PARIS -- Half-way into the Paris premiere of Emmanuelle Huynh's new "A Vida Enorme," I thought I was going to have to pull a Denby (as in Edwin), reprising the noted critic's review of a performance by the young Paul Taylor. Responding to a piece in which (reportedly) nothing much happened, Denby published a review in which the space where the review would usually be remained blank. 30 minutes into Huynh's spectacle Thursday at the Centre Pompidou, the co-presenter with the Festival d'Automne, no dancers had appeared. Instead, we'd been listening to a sort of dialogue between a man and a woman, in Portuguese and French respectively, emitted from a giant speaker console in the midst of a vast stage, while the lights went on and off slowly. This was the first of two spectacles I would see this past weekend in which a choreographer's or choreographers' 'recherches,' as the dance creation process is popularly called here, had detoured far beyond the plane of the body and its possibilities alone or with others and into other disciplines where their footing was less sure, and their research less original. As for Huynh's choreographic results here, they didn't reveal anything I didn't already know.

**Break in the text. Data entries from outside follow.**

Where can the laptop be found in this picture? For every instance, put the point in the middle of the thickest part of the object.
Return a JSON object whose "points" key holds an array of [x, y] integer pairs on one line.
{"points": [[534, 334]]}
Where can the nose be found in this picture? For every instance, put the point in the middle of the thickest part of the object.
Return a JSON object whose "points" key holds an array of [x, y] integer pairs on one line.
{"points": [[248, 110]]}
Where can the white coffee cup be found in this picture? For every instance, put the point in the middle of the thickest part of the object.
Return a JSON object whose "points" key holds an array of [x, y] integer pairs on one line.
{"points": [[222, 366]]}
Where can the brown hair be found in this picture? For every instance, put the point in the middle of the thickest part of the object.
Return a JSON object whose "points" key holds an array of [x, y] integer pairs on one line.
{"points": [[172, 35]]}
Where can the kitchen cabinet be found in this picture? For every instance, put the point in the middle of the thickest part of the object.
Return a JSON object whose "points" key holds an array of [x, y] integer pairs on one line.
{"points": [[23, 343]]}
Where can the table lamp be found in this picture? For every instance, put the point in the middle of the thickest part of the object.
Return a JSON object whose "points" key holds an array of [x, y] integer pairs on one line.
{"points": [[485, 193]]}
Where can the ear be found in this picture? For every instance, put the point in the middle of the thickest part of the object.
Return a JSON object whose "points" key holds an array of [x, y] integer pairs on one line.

When dancers Catherine Legrand and Nuno Bizarro eventually showed up, their gold-painted bare torsos, highlighted by Yves Godin's unimaginative lighting scheme, couldn't give a sheen to Huynh's mundane movement scheme. Each wearing blue jeans and far-away inside-themselves aspects, Legrand and Bizarro danced in alienation apart, gingerly testing their limbs as if just discovering them, him with articulated awkwardness. They came together and, physically, anyway, explored the different ways, often sexual, they could join: he placed his head on her crotch, she lifted him with her head by his. He touched her there with his flattened hand. Her response was degrees warmer than his in the final duets, but essentially, these were the sort of 'so close, but yet so far' type of alienated grapplings I've seen again and again in post-modern dance concerts here and -- I'm over it! Over it because at a certain point, rather than being an artistic-athletic extension and expansion of what all bodies could theoretically do (with facility and training), it becomes an abnegation of the body and its natural responses as the rest of us know them. Unless I am absolutely repulsed by the other involved, if I touch and am touched by a partner as this couple touched each other, I would respond with some kind of tremors. To see dancers who deny this response is to see dancers that deny and repress the body, when dance should be celebrating and extending it. Huynh's sole musical choice consisted of extracts of David Bowie's "Heroes," played intermittently and repeatedly. These are not my heroes.